Hørsholm, May 13, 2008
Jakob Schmidt Chief Executive Officer
Additional information: Jakob Schmidt, CEO, tel +45 4516 2525 Claude Mikkelsen, Vice President, Corporate Affairs and Communication, tel +45 4516 2525 or +45 4060 2558
For the editors: Pharmexa A/S is a leading company in the field of active immunotherapy and vaccines for the treatment of cancer, serious chronic and infectious diseases. Pharmexa's proprietary technology platforms are broadly applicable, allowing the company to address critical targets in cancer and chronic diseases, as well as serious infectious diseases such as HIV, influenza, hepatitis and malaria. Its leading programs are GV1001, a peptide vaccine that has entered phase III trials in pancreatic cancer and phase II trials in liver cancer, and HIV and hepatitis vaccines in phase I/II. Collaborative agreements include H. Lundbeck, GENimmune, IDM Pharma, Bavarian Nordic and Ichor Medical Systems. With operations in Denmark, Norway and USA, Pharmexa employs approximately 80 employees and is listed on the Copenhagen Stock Exchange under the trading symbol PHARMX.

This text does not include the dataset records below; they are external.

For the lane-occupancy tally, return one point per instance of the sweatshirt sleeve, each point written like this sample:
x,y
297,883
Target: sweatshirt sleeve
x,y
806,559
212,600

GV1001: A Therapeutic Vaccine against Cancer GV1001 is a peptide vaccine which activates the immune system so that it recognizes and kills cancer cells. GV1001 targets an enzyme called telomerase. Telomerase is rarely found in normal cell types but is over-expressed in most cancer cells. Telomerase activity is considered a key factor in the process whereby cancer cells loose their normal mortality, a common feature for all cancers. GV1001 could therefore theoretically turn out to be a universal cancer vaccine.
GV1001 has achieved orphan drug status for the treatment of pancreatic cancer both in Europe and in the United States. Pharmexa holds all rights to GV1001.